I'm trying to integrate spark with prometheus. We have both spark 2 and spark 3. For spark 2 I know I can run jmx_exporter. Spark 3 has a new built in PrometheusServlet which is great. We are running spark on prem using YARN, not k8s.
My question is how do I dynamically discover prometheus scrape targets. As I understand it there's no static single central spark server to point to, instead each app gets packed into a yarn container and has its own metrics. Unless there is a way to aggregate these metrics (e.g. in spark history server) or have a static predictable address for each job?
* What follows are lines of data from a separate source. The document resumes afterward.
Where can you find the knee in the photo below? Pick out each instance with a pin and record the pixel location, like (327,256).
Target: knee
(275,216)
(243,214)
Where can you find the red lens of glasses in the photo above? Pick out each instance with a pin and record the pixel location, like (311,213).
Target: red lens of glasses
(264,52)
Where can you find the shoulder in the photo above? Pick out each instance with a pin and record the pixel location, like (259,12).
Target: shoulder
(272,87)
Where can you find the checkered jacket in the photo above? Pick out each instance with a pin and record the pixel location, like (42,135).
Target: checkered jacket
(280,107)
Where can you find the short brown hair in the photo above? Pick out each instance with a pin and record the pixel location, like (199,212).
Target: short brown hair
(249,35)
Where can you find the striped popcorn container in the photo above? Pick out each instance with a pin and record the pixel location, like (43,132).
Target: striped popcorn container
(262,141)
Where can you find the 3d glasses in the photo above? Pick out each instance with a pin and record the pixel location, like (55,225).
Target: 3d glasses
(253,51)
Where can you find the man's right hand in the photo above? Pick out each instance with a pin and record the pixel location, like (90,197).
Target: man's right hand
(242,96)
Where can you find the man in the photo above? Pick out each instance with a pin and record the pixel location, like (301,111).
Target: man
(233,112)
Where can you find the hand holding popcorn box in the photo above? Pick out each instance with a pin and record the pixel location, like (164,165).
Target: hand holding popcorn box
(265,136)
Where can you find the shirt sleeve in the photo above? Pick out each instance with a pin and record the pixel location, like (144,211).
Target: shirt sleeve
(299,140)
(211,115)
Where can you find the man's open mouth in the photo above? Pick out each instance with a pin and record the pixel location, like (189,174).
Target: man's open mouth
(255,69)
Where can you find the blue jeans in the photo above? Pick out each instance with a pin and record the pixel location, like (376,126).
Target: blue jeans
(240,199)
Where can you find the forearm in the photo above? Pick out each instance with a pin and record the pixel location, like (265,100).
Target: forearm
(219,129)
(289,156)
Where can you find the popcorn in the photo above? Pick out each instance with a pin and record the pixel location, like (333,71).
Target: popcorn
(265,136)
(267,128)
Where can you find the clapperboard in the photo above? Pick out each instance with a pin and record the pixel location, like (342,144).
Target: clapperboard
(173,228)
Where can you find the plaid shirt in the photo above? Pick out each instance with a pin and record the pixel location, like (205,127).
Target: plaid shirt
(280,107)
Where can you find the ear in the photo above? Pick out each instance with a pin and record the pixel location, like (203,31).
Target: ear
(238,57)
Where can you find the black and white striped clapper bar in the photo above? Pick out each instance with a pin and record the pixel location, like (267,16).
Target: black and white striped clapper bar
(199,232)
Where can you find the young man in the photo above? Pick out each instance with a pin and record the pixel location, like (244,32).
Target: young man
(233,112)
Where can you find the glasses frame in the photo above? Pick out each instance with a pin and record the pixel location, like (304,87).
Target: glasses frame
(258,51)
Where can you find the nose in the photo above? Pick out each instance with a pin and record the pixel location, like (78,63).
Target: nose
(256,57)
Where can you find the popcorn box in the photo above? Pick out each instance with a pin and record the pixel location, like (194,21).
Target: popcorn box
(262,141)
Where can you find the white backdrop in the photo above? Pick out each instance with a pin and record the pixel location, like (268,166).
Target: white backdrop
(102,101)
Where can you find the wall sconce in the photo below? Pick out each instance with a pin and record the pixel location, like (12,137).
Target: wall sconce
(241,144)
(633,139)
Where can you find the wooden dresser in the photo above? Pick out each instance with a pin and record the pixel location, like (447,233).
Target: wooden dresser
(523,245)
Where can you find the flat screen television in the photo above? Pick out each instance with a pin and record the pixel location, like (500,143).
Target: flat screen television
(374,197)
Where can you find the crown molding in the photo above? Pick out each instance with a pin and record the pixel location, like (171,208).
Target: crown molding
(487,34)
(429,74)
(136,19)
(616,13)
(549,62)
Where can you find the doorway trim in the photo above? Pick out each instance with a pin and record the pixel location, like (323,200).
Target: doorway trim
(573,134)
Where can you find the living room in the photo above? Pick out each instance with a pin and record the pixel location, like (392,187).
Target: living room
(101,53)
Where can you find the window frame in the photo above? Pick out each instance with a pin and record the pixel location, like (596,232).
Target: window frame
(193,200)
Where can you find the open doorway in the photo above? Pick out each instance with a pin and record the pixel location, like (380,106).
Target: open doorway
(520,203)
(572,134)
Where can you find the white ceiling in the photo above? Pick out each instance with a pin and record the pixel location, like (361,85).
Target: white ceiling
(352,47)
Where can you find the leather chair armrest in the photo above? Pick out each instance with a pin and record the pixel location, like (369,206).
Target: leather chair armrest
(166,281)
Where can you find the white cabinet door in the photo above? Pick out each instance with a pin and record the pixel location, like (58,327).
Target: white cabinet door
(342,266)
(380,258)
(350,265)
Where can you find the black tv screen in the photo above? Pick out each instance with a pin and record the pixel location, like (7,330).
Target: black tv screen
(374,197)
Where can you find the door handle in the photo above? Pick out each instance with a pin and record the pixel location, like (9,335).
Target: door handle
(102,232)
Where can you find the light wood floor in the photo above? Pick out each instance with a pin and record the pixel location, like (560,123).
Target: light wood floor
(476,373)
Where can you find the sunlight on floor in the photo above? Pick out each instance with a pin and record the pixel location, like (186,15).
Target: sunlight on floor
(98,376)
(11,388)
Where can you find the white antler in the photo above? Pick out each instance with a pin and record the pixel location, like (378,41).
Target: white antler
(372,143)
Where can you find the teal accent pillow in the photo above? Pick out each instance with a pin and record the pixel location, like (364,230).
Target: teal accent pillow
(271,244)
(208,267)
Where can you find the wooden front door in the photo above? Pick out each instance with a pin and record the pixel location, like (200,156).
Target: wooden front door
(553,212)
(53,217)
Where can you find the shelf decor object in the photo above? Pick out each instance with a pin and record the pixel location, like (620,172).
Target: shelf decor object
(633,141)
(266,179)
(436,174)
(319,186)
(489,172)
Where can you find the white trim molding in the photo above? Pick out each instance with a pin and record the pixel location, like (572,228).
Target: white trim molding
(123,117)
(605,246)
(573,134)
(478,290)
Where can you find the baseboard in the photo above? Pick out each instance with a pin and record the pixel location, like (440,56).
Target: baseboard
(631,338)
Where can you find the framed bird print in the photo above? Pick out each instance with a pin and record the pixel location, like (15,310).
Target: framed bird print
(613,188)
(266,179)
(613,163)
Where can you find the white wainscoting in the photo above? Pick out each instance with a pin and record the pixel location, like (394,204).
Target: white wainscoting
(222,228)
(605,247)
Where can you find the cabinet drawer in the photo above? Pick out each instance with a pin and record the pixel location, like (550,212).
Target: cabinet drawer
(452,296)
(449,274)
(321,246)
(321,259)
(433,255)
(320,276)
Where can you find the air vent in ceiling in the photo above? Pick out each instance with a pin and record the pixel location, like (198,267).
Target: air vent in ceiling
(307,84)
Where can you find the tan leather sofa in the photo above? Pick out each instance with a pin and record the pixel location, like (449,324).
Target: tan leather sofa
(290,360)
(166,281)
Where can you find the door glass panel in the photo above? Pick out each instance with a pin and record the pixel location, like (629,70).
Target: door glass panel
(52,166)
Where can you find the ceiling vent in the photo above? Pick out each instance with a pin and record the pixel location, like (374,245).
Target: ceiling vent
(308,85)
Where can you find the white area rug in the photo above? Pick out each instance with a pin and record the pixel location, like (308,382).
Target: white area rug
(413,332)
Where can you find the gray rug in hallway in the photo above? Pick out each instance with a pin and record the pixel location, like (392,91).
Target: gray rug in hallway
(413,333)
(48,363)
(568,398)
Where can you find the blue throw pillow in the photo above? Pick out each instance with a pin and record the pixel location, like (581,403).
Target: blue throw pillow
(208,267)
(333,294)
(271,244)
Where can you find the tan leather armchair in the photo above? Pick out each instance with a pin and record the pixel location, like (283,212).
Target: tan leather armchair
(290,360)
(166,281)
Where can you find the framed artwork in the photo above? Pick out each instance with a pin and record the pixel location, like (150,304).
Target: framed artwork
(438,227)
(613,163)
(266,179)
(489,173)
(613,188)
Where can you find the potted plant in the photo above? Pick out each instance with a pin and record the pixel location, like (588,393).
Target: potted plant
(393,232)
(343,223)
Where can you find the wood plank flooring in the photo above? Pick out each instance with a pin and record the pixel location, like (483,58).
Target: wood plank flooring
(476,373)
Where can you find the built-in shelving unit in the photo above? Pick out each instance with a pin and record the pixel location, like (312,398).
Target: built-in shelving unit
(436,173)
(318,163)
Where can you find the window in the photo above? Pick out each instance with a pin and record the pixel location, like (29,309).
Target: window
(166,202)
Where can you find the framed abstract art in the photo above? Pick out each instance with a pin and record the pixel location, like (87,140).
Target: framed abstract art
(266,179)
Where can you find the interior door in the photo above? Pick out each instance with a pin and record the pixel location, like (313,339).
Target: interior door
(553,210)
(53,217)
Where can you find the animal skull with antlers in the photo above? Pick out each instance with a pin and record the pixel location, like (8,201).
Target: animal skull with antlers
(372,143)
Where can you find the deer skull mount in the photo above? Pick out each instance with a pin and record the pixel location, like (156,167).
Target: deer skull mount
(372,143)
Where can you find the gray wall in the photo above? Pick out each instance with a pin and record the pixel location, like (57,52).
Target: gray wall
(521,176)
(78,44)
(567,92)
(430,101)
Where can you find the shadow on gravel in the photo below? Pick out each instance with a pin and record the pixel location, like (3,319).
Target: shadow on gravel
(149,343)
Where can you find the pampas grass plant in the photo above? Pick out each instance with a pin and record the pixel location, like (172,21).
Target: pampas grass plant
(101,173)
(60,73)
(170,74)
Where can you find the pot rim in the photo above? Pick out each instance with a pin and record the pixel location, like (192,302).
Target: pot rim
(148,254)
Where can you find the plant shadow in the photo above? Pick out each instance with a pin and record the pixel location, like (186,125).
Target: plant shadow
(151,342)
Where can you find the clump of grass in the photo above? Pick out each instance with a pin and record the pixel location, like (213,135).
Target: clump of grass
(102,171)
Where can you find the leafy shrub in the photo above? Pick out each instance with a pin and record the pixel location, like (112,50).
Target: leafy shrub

When I submit a spark-streaming long running app, I'd like metrics for it to show up in Prometheus out of the box. I know the new PrometheusServlet has autodiscovery for k8s using annotations, I'd like to achieve something similar for yarn.
What I found so far:
- I could make prometheus scrape pushgateway and when running spark-submit have my app send metrics there. I found a custom sink that does that. however pushgateway introduces its own problems, so was hoping to avoid it.
- Use Prometheus file Service Discovery mechanism to add targets there. But how do I do that automatically without having to manually edit a json file every time I submit a new job? I found prometheus doesn't have an API to add targets and writing a job that would change a json file remotely when I run spark-submit feels kind of hacky.
Any suggestions for an elegant solution are welcome, thank you!